GGTP (also abbreviated GGT) is a standard laboratory test used to help detect liver disease and bile duct obstruction. Of particular importance here, it increases within the “normal” range in proportion to toxic load. Not surprising since this enzyme recycles glutathione—a crucial body molecule involved in both detoxification and protecting against toxin-induced damage—and upregulated when more glutathione is needed. This inexpensive and readily available laboratory test is an effective screen for total body load for almost everyone. While it does not tell us which toxin(s) the patient is suffering, it helps determine which patients need additional screening. GGT has been shown to increase in proportion to many toxins, such as the heavy metals cadmium, lead, and mercury, commonly exposed chemicals like organochlorine pesticides and particulate matter high in polycyclic aromatic hydrocarbons—as well as alcohol and cigarette smoking.8 Elevations—again within the “normal” range—show strong correlation with several diseases, including all-cause mortality.9 The correlation with diabetes is the strongest (possibly an artifact of the toxin/diabetes connection having been studied the most so far). Those with a GGTP between 30-39—right in the middle of the “normal” range—have a 12-fold increased risk of diabetes.10

Two caveats when using this test as a screen: GGT clearly goes up in proportion to alcohol consumption so must be controlled for alcohol consumption. In addition, a small percent of the population does not have the genomics needed to upregulate GGTP in response to toxic exposure. These are likely our “yellow canaries,” ie, the portion of the population even more damaged by toxic exposure than the general population.

At this time, I recommend screening for specific toxins everyone above 25 IU. A case can be made that this number could be as low as 10 IU, but there is simply not enough research yet to make such a recommendation. Another benefit of measuring GGTP is that it is an easy and inexpensive way to assess efficacy in decreasing toxic load.

Blood Lead

Everyone should have their blood lead periodically measured. Anyone with known exposure, losing bone or going through andropause/menopause should be measured annually.

The public health standard for “safe” levels of lead has decreased almost every decade the past half century. While the CDC's current threshold is 10 ug/dL of blood lead, this standard is likely to continue to decrease.

At this time, I recommend intervention above 2.0 ug/dL of blood lead. Most likely, no level of lead is safe.

Urinary and/or Toenail Arsenic

Arsenic is more complicated as genomics clearly impacts susceptibility to damage and ability to detoxify, and timing is important. Virtually all the research is based on urinary excretion levels. As the half-life of arsenic is only 2 to 4 days, urinary measurement must be done when the patient is in their normal environment and eating their most common diet. If that is not possible, toenail arsenic provides an estimate of historic exposure. However, the research on toenail arsenic is more limited.

My recommendation is that everyone’s water supply should be tested for arsenic. If above 5 ug/L, the water supply needs to be cleaned up with appropriate filters. Everyone eating chicken and/or rice several times a week should be regularly tested. Everyone with cancer, except hematological, should be tested for arsenic. Those found to have significant arsenic exposure, should be regularly tested to ensure the arsenic reduction strategies are continuing to be effective.

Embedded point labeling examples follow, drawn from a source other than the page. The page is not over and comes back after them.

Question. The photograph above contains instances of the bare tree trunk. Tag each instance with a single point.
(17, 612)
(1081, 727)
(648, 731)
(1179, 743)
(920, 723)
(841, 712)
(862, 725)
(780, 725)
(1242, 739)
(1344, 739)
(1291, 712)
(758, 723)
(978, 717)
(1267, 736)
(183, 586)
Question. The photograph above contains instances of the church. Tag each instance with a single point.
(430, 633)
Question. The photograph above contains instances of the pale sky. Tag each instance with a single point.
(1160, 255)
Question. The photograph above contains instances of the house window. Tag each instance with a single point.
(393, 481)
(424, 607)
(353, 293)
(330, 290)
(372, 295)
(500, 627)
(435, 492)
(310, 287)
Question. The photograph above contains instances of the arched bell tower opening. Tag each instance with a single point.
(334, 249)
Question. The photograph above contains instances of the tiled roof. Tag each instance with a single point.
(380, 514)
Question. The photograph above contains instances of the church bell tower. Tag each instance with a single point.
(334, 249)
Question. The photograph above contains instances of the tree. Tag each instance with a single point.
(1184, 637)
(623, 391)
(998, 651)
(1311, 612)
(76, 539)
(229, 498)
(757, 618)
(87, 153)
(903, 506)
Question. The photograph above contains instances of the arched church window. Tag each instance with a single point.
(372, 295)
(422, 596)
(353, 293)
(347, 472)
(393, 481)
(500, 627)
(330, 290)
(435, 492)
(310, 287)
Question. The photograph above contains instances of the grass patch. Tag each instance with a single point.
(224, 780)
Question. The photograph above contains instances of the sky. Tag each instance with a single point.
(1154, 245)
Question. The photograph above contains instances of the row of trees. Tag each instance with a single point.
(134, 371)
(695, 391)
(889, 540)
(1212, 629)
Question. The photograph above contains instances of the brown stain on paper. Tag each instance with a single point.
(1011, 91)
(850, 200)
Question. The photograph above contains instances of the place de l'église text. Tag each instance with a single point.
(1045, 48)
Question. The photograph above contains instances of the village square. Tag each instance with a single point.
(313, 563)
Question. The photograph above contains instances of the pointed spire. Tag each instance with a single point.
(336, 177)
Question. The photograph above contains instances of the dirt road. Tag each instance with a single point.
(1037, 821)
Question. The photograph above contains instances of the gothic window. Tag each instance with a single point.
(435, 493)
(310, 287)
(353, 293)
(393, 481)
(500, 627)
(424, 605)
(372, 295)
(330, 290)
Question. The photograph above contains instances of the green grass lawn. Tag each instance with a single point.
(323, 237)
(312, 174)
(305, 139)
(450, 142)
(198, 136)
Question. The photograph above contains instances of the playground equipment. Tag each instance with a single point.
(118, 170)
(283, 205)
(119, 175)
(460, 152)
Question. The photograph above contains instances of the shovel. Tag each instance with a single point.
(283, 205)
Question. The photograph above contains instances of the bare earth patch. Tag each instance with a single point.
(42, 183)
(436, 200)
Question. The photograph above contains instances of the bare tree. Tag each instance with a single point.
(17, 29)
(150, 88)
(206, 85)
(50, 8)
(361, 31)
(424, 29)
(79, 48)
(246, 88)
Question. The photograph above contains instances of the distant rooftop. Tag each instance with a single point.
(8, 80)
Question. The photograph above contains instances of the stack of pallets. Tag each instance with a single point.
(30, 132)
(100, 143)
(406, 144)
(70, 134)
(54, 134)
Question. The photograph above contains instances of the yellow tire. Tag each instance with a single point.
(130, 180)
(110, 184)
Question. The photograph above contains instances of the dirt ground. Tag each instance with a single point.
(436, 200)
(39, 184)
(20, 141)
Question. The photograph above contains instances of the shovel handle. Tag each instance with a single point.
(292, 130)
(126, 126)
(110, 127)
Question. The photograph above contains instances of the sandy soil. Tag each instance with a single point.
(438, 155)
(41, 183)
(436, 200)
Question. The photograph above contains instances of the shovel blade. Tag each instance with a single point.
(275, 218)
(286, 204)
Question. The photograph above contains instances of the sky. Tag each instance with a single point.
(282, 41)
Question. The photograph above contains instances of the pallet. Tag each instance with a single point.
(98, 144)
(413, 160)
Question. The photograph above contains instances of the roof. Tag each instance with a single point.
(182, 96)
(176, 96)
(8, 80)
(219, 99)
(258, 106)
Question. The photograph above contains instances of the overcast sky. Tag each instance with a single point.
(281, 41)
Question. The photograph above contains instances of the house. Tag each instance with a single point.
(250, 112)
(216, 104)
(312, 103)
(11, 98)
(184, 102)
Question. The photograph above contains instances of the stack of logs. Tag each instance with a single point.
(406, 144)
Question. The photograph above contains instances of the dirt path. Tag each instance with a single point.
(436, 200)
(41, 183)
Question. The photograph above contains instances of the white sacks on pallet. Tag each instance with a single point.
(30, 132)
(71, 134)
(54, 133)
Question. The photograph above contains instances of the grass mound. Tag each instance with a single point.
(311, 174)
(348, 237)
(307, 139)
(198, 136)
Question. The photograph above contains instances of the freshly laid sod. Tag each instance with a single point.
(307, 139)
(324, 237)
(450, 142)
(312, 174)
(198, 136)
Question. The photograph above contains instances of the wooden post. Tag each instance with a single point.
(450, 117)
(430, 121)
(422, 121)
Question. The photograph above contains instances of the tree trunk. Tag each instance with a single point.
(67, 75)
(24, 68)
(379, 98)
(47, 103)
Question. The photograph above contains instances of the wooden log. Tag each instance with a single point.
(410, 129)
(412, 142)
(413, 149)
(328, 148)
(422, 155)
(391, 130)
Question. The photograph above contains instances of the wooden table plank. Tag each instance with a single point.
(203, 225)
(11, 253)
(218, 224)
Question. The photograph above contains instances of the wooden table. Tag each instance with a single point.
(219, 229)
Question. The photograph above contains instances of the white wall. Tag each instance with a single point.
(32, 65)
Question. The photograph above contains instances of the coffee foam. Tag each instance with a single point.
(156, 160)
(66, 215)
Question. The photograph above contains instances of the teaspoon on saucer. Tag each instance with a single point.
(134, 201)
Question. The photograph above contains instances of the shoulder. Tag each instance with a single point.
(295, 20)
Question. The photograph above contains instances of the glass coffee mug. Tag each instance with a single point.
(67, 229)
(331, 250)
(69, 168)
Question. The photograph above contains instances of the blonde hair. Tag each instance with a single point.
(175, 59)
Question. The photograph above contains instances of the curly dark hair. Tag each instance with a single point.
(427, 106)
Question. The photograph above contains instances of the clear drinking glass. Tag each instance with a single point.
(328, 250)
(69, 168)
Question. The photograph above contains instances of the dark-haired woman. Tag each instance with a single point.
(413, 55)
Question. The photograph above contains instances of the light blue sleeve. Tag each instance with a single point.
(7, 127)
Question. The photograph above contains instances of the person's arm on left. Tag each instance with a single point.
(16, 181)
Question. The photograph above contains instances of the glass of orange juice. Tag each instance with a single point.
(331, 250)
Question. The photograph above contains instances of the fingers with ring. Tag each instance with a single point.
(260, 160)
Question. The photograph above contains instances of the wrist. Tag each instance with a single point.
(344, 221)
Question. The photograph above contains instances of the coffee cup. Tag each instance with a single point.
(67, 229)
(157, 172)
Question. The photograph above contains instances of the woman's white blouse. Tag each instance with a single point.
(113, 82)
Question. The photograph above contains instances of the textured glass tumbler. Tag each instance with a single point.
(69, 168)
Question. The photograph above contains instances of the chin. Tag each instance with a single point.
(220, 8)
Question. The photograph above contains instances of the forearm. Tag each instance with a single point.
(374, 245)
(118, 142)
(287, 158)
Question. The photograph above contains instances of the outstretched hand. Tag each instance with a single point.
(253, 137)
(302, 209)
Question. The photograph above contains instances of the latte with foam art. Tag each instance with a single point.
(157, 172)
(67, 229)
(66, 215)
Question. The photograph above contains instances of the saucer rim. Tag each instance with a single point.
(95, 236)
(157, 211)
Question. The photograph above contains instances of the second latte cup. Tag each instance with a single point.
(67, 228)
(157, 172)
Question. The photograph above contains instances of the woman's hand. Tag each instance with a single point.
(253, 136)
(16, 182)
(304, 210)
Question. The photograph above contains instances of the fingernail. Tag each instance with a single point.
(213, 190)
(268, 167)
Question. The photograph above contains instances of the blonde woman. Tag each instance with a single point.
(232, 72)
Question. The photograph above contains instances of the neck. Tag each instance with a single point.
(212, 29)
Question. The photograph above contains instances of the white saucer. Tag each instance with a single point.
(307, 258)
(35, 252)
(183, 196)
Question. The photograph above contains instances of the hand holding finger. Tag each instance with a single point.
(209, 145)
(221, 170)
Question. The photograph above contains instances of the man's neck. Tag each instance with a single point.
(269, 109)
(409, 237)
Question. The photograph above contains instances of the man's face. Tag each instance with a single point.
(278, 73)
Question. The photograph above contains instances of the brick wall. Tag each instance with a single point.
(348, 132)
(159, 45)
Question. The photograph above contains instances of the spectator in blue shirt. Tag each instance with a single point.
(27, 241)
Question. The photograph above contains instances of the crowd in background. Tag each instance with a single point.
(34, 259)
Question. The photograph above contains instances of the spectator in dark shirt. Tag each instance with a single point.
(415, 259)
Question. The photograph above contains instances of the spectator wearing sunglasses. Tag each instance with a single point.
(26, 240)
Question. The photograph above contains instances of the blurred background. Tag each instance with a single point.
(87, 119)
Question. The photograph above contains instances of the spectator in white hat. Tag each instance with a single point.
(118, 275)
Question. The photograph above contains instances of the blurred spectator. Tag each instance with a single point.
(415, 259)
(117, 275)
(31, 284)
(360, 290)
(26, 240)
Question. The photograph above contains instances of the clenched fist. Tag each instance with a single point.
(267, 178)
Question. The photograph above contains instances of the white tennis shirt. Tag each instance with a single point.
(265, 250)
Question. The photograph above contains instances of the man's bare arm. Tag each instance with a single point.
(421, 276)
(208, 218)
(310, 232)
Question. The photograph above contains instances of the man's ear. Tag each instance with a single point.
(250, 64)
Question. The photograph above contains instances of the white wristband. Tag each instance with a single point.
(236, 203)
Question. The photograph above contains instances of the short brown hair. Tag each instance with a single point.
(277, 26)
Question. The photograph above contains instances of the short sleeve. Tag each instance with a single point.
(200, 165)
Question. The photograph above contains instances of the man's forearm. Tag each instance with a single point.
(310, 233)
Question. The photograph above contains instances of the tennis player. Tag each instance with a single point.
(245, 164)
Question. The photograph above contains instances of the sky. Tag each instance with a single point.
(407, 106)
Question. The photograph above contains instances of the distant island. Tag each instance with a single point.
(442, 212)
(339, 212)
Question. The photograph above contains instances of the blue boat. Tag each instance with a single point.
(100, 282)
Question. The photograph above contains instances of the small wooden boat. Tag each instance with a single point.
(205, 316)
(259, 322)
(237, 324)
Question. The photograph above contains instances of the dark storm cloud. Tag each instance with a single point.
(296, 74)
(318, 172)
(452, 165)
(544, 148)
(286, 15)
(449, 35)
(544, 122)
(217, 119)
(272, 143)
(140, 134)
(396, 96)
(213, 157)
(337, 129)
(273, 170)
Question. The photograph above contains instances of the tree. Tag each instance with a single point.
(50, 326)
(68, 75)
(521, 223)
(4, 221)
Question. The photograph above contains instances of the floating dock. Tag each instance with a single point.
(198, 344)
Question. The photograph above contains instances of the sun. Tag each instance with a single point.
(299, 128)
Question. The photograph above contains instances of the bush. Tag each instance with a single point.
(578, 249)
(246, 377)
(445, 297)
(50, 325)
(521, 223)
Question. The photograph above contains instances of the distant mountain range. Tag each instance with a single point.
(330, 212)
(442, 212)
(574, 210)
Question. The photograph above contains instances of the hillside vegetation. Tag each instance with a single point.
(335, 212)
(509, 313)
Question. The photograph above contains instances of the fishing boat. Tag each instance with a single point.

I suggest a maximum urinary arsenic of 3.0 ug/g creatinine.

Conclusion

Is it possible that the old adages of “grumpy old men” and “female hysteria” are simply recognition of neurological dysfunction when these people are releasing neurotoxins from dissolving bone? Could it be that the huge increase in disease burden as people age into the 50s and 60s is simply a reflection of cumulative damage from toxic exposure, accumulation of difficult to detoxify, new-to-nature chemicals (the human half-life of PCBs is 3 to 25 years!) and the added burden from toxins released from dissolving bones?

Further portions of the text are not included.